Останец вверху мог и впрямь обрушиться – в этом не было ничего хитрого: легкий подземный толчок, или ураганный ветер, или еще какая-нибудь напасть…
Витька недавно читал в справочнике (у Юрия Викентьевича много специальных книг по Курильской островной дуге), что на таком же маленьком острове Райкоке однажды в 1778 году остановились переночевать казаки-мореходы из тех, что исследовали новые земли. Вот кому не повезло самым роковым образом! Именно в эту ночь вулкан Райкоке начал извергаться. Треснула его вершина и с великим шумом обрушилась, похоронив под пеплом и глыбами раскаленных камней казацкий бивак. Никто не ушел живым – ибо даже вода у берегов кипела, а привычные их очертания неузнаваемо изменились.
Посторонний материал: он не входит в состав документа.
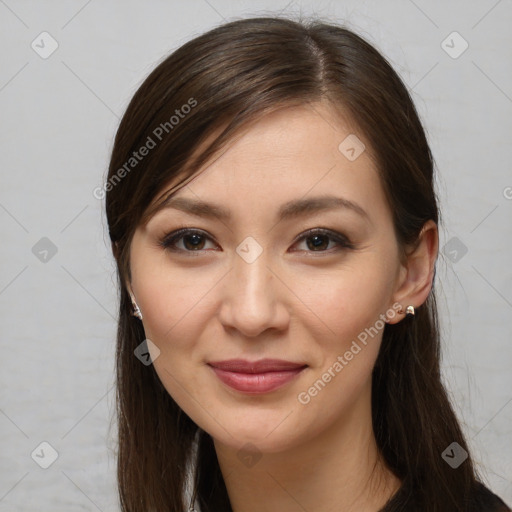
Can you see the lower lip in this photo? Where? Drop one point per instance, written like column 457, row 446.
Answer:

Что ж, от здешнего потухшего вулкана тоже можно ожидать чего угодно. Сегодня он спит, а завтра…
Витька встал и пошел влево к непропуску – за ним просматривался еще один клочок берега. Там лежало несколько бревен.
Витька издали пересчитал их. Пересчитал – и уселся тут же, посматривая на просветленно обрисовавшийся вдали за проливом вулканический пик – такой можно увидеть разве что на картинах японцев. Они умели когда-то писать пейзажи приподнято-заманчиво, вроде как в сказке. Но сами они называли свой стиль «укиёэ», что значит «искусство действительности». Потому что отображали в тех пейзажах, при всей их живописной условности, вещи реального окружения. Витька читал где-то, что у них был художник Хокусай, «живущий в бренном мире, но не запачканный его пылью», – непревзойденный мастер укиёэ. Для Хокусая все было одинаково поэтично и близко в природе мира: и гора Фудзияма, которую он писал едва ли не всю свою жизнь, и труд крестьянина в поле, и судьба куртизанки, и радующее глаз сочетание розового ломтика кеты с белыми цветами камелии. Он работал как вол, но все же не посчитал, что достиг совершенства, заявив в глубокой старости перед кончиной: «Если небо даст мне еще десять или хотя бы пять лет жизни, я стану настоящим художником». Вот как он сам о себе судил. Наверное, так каждый великий – никогда не бывает доволен творением рук своих. Наверное, так каждый должен, если по-честному, без скидок к себе относиться.
А Витька в институт – и то вот не поступил, позорно срезался на математике, получил двойку. В школе одни пятерки по точным предметам – и вдруг эта двойка!